Ricardo es un cliente que frecuenta el bar desde la década del 70, cuando trabajaba en una junta de carne ubicada en la calle Florida. Conoció a los dueños originales y fue testigo de cómo se formaban tres filas adentro del local desde donde las personas estiraban la mano para agarrar la taza de café. Cuenta que el bar tenía relojes con la hora de las principales ciudades del mundo y unas carabelas talladas que hacían honor al nombre del lugar. Pascual, otro habitué del local, dice que no pisa otra cafetería que no sea esa. “Es un arte hacer café y ninguno es como el de acá. El café no se toma, se saborea”, asegura.

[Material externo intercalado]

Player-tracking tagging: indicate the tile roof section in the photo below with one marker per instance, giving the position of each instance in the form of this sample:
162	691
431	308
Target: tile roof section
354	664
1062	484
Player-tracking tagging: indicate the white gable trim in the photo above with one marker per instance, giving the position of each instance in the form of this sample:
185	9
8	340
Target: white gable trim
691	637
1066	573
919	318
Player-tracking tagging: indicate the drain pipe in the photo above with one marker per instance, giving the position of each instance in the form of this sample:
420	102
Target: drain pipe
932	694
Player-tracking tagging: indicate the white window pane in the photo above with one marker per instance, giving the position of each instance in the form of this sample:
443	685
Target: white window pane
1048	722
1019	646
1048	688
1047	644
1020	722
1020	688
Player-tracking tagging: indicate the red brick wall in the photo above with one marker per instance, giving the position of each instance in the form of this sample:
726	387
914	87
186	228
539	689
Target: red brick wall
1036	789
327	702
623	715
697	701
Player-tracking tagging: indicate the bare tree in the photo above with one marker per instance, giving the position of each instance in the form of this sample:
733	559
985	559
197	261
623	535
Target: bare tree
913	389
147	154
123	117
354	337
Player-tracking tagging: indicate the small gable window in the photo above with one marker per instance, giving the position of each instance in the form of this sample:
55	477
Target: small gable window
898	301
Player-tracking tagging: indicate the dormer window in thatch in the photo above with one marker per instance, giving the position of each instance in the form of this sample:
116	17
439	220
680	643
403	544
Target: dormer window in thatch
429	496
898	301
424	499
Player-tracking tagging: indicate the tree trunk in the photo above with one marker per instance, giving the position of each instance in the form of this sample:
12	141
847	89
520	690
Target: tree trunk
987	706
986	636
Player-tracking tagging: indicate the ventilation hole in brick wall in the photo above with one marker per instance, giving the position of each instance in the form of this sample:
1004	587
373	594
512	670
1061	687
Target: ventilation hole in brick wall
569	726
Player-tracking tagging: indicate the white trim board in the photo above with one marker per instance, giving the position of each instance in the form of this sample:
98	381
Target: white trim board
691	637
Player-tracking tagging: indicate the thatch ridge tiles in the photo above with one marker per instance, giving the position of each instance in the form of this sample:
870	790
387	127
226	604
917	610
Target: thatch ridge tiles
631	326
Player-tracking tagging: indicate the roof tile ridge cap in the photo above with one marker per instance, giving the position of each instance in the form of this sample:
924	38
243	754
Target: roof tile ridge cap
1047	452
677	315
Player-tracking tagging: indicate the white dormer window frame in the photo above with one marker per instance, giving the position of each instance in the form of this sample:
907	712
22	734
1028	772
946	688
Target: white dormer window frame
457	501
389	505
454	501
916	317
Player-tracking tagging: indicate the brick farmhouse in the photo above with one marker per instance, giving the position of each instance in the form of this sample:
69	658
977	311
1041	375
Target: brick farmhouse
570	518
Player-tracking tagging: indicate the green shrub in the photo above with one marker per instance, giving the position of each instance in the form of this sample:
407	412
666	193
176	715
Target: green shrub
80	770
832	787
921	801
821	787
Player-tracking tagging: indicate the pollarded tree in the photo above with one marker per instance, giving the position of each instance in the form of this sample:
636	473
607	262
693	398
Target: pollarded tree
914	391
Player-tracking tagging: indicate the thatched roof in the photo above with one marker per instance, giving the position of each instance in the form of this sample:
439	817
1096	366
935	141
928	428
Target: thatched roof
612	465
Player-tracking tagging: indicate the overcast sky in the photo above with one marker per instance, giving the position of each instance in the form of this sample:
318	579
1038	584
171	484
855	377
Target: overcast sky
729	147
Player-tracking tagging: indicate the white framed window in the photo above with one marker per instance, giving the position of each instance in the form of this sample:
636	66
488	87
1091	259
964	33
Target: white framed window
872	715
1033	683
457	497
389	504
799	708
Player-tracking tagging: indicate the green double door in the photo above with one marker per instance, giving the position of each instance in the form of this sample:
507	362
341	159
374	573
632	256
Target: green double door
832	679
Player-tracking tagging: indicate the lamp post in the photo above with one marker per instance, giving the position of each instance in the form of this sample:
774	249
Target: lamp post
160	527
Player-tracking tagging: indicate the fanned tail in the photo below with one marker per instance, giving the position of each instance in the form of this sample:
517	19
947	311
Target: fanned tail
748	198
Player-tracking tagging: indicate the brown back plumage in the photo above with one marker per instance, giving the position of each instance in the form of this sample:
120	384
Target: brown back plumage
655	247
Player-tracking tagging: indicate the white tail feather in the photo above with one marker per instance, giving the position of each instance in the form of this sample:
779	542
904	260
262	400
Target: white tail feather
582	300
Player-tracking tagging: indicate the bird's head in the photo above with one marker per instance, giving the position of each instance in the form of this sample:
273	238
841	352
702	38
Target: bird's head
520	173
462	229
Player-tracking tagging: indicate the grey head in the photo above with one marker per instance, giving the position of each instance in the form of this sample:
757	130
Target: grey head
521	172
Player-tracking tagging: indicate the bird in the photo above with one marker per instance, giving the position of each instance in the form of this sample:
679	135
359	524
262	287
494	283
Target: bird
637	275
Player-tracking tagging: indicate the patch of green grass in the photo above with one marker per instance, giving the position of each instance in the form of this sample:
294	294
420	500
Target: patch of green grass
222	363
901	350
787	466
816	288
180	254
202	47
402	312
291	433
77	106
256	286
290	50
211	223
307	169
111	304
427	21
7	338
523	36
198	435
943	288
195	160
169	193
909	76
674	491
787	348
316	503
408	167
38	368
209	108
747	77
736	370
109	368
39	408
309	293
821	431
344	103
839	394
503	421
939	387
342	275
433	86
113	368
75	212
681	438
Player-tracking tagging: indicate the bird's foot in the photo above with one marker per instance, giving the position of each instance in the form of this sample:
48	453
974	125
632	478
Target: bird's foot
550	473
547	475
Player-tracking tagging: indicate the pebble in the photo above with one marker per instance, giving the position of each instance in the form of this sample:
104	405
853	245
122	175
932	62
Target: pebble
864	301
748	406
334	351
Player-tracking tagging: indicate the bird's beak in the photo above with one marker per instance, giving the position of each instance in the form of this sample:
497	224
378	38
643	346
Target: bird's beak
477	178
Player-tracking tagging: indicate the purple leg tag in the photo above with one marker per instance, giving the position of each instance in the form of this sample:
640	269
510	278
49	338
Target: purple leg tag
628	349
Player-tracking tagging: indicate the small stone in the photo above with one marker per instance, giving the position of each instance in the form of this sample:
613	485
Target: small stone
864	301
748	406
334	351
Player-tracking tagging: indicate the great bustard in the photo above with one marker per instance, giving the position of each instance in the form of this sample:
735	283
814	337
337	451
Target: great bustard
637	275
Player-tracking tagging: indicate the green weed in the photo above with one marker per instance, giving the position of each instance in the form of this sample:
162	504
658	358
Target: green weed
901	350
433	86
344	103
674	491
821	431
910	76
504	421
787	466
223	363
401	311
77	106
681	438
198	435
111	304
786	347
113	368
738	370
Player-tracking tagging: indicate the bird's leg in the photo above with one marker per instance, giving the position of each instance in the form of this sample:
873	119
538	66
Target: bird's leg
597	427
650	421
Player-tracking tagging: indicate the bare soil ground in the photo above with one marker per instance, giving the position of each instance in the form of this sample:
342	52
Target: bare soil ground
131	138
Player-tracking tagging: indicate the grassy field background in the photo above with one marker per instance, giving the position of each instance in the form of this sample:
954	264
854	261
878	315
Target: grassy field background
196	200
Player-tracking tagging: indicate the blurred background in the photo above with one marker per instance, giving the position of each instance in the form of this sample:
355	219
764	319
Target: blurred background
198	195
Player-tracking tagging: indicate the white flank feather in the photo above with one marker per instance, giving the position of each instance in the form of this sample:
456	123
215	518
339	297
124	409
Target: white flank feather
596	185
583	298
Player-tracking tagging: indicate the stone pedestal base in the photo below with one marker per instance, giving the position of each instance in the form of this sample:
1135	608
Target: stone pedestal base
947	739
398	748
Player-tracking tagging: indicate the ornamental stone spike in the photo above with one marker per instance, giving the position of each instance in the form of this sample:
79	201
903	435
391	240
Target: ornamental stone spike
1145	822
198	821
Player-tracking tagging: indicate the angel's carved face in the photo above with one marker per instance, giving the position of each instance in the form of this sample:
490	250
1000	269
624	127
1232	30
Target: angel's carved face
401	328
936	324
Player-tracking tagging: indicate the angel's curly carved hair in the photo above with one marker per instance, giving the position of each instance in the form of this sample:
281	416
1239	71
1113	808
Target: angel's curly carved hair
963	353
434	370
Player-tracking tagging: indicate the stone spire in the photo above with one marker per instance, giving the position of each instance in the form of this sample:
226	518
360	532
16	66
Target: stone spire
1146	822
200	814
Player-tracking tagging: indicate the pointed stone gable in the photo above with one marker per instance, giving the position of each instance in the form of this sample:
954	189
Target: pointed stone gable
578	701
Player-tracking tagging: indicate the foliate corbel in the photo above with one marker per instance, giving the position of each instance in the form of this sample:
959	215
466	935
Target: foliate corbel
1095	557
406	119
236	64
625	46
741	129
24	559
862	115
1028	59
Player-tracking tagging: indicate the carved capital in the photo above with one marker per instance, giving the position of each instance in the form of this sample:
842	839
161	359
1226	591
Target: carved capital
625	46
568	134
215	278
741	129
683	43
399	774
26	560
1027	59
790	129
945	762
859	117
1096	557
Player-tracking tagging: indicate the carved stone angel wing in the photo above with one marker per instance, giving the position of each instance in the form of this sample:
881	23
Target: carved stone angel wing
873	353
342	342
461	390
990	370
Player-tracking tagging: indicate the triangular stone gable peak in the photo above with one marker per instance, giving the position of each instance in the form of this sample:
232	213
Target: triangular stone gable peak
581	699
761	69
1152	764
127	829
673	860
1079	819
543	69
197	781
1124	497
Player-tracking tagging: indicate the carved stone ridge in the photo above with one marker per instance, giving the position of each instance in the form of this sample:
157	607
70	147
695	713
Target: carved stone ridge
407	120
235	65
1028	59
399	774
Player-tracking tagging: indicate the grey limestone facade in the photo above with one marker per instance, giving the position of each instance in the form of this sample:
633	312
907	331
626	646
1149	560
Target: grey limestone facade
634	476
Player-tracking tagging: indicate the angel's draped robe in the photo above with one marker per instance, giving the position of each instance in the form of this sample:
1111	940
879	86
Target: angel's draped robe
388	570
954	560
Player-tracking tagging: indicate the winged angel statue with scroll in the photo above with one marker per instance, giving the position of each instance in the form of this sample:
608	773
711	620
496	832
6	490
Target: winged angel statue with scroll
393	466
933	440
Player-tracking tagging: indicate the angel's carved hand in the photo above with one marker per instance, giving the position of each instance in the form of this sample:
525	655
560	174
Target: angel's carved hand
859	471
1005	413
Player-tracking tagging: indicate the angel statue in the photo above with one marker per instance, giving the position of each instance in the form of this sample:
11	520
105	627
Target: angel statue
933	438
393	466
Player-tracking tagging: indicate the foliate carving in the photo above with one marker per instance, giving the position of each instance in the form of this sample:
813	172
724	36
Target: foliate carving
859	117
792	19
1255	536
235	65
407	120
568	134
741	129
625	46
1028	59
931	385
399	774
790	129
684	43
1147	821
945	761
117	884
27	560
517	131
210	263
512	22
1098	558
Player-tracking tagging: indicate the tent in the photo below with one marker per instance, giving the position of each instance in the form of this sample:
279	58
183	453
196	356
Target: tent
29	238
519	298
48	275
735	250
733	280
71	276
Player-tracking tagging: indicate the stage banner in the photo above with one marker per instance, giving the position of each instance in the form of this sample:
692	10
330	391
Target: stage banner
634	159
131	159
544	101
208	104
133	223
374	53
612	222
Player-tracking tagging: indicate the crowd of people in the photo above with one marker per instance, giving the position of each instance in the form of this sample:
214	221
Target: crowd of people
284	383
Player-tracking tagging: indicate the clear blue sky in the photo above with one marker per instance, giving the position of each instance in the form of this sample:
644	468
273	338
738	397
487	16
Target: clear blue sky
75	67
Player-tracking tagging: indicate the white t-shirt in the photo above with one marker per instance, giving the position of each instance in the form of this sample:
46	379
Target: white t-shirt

El 26 de septiembre, Le Caravelle cumplió 60 años y fue distinguida con una placa en la que se lo reconoce por hacer “el famoso capuchino alla italiana”, en honor al histórico cafetero.
El negocio abre a las 7:30 pero Ángel, que desde que se divorció vive en Nueva Pompeya, llega a las 10 y se queda hasta las 19. Tiene una hija, un hijo y una nieta de tres años que viven en Castelar. “La vedad es que no me imagino trabajando en otro bar que no sea este”, sintetiza.